By John T. Bennett - 06/19/11 06:00 AM ET
House appropriators have proposed slapping new restrictions on the aid that Washington will send to Pakistan next year amid a chill in relations following the killing of Osama bin Laden.
A provision in the 2012 Pentagon appropriations bill that the panel unanimously approved Tuesday would keep all but 25 percent of $1.1 billion in aid intended for Islamabad in the bank until the White House provides clear details on how it would spend the cash.
The remaining 75 percent of the “Pakistan Counterinsurgency Fund” would be subject to the Obama administration providing lawmakers a report detailing its “strategy to utilize the fund and the metrics used to determine progress with respect to the fund,” according to a report accompanying the committee’s bill.
The move comes as more and more U.S. lawmakers and voters express support for ending the Afghanistan war in the wake of bin Laden’s death in Pakistan at the hands of U.S. Navy SEALs.
The report also would have to specify the administration’s strategic goals in Pakistan, and state which terrorist and anti-U.S. groups are operating from there.
The House panel also wants details on the “gaps” in the capabilities of Pakistan’s indigenous security forces, and an explanation of how aid funds would address such shortcomings.

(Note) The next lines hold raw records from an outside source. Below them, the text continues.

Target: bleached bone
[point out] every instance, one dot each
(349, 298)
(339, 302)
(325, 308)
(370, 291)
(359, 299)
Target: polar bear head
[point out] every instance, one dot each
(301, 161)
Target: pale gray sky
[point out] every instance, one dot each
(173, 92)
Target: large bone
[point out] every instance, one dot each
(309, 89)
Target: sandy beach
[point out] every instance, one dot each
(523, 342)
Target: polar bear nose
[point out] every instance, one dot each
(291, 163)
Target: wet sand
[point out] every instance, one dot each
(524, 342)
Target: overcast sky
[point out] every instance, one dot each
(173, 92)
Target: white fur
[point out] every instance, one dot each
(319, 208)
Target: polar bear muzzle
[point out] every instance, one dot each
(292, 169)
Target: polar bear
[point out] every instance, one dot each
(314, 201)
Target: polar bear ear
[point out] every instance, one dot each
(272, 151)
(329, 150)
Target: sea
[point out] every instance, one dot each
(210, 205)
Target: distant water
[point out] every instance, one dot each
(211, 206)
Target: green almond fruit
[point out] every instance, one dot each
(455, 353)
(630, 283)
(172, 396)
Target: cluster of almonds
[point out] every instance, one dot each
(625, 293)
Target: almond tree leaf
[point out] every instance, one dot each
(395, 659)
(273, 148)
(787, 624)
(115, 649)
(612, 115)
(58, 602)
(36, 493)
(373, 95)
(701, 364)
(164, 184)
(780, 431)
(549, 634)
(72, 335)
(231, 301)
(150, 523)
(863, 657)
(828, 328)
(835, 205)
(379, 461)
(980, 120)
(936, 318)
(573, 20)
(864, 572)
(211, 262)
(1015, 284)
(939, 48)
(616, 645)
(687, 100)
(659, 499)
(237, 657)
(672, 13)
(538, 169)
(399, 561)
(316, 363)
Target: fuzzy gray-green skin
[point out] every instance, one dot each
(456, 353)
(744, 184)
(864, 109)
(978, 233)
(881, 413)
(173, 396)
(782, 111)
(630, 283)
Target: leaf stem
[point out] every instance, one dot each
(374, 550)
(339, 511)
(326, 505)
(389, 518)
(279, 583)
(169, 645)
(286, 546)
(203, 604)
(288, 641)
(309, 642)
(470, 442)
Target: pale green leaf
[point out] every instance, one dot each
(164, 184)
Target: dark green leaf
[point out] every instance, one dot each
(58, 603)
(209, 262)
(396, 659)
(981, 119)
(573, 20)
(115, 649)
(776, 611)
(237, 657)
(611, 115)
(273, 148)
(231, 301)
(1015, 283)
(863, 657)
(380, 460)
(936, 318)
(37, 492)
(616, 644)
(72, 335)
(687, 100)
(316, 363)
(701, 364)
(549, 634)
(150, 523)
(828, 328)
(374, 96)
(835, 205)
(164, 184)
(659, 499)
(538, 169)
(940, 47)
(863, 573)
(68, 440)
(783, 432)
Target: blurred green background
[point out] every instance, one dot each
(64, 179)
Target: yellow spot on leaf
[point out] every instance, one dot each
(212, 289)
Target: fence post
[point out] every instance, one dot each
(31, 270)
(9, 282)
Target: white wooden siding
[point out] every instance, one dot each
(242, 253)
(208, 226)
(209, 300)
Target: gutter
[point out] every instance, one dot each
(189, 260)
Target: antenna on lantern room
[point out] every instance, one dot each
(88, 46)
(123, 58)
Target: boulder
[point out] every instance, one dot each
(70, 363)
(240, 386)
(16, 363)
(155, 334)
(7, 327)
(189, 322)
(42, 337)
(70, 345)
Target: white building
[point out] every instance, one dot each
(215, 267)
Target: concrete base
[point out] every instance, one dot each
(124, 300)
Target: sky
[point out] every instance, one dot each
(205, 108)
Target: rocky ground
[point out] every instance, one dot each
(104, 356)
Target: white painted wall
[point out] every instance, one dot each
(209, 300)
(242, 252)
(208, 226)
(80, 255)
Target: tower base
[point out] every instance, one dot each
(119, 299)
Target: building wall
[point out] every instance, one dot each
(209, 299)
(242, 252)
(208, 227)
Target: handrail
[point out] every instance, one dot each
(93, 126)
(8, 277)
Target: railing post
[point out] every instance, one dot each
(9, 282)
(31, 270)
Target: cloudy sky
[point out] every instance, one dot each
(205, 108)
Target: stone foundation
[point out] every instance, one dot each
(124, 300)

The proposed report would have to describe the administration’s metrics for measuring progress toward its objectives in Pakistan, as well as how it would determine whether Islamabad is having success going after terrorist and anti-U.S. groups operating on its soil.
Additionally, the panel approved an amendment offered by Rep. Jeff Flake (R-Ariz.) that would create a new reporting period for Pakistani aid.

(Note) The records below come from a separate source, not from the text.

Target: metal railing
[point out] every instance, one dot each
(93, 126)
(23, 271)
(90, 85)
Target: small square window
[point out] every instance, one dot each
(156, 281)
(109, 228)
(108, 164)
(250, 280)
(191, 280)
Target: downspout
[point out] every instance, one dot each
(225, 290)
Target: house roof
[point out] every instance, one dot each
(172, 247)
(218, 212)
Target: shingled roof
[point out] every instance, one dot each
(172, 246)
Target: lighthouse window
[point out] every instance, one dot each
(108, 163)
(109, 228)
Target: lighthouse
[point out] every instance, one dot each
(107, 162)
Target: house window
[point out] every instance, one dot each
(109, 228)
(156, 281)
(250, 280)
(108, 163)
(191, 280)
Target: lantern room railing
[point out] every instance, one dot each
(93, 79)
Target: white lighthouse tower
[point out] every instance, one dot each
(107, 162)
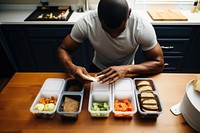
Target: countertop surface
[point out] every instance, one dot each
(17, 16)
(19, 94)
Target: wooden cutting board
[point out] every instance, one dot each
(166, 15)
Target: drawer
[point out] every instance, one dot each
(174, 46)
(173, 32)
(47, 31)
(173, 63)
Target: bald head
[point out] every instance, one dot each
(113, 12)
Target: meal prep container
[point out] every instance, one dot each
(123, 89)
(100, 93)
(75, 90)
(69, 115)
(148, 114)
(51, 87)
(189, 107)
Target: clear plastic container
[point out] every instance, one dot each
(104, 109)
(74, 86)
(147, 113)
(75, 102)
(51, 88)
(73, 90)
(96, 87)
(123, 90)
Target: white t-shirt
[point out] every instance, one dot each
(114, 51)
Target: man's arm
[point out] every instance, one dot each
(154, 64)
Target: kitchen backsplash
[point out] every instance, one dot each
(37, 1)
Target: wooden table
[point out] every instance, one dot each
(19, 94)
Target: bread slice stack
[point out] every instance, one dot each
(148, 100)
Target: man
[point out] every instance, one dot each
(115, 34)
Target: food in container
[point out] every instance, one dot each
(147, 97)
(70, 101)
(73, 85)
(45, 103)
(99, 104)
(70, 105)
(124, 103)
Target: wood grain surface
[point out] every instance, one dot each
(19, 94)
(166, 15)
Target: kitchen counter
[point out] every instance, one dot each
(20, 92)
(17, 16)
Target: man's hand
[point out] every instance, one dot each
(112, 74)
(81, 74)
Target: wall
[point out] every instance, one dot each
(37, 1)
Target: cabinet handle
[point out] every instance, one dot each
(166, 64)
(165, 47)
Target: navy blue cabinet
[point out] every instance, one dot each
(6, 67)
(34, 47)
(175, 42)
(192, 63)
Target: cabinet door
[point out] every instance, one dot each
(6, 67)
(193, 62)
(18, 47)
(175, 42)
(43, 43)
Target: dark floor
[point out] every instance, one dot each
(3, 82)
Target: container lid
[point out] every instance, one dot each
(124, 84)
(51, 87)
(96, 86)
(53, 84)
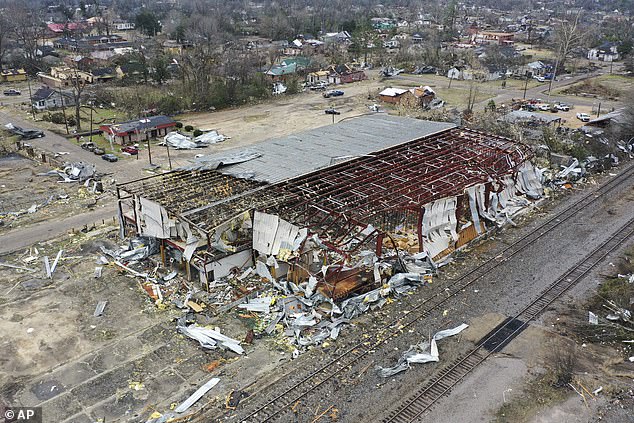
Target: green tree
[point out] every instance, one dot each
(148, 23)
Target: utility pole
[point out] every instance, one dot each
(31, 98)
(169, 159)
(61, 97)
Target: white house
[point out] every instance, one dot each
(454, 73)
(606, 52)
(121, 25)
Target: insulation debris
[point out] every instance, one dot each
(73, 172)
(209, 338)
(211, 137)
(424, 352)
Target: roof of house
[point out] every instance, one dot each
(151, 122)
(287, 157)
(393, 92)
(278, 70)
(616, 116)
(69, 26)
(42, 93)
(523, 115)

If included in the final version of 2011 DoD appropriations legislation, the Flake amendment would allow Congress 30 days to review how the Pakistan dollars would be spent — and potentially block such expenditures.
Flake said some lawmakers want to go even further and “cut off” aid to Pakistan.
The “performance or non-performance” of officials in Islamabad in supporting the U.S. mission in that region “rubs a lot of people the wrong way," Flake said.
Obama administration and Pentagon officials continue to warn against any moves that would sever U.S.-Pakistani relationships.
Asked Thursday about U.S.-Pakistan relations, outgoing Defense Secretary Robert Gates said, “we need each other.”
The relationship has had “ebbs and flows,” Gates said. Pakistani officials feel Washington has abandoned them at least four times in the past, he said.
“It’s a relationship that both sides have had to work on,” Gates said. “It is complicated.”
Adm. Michael Mullen, Joint Chiefs chairman, said the Pakistanis are doing some “introspection” after U.S. forces raided bin Laden’s Pakistan compound and left with his body. Washington should give Islamabad “some time and some space” to do that, Mullen said.
If the U.S. cuts ties with Islamabad now, it would just be a matter of time before that region “is that much more dangerous,” Mullen said.
“There would be a huge pull for us to return and protect our national interests,” Mullen added.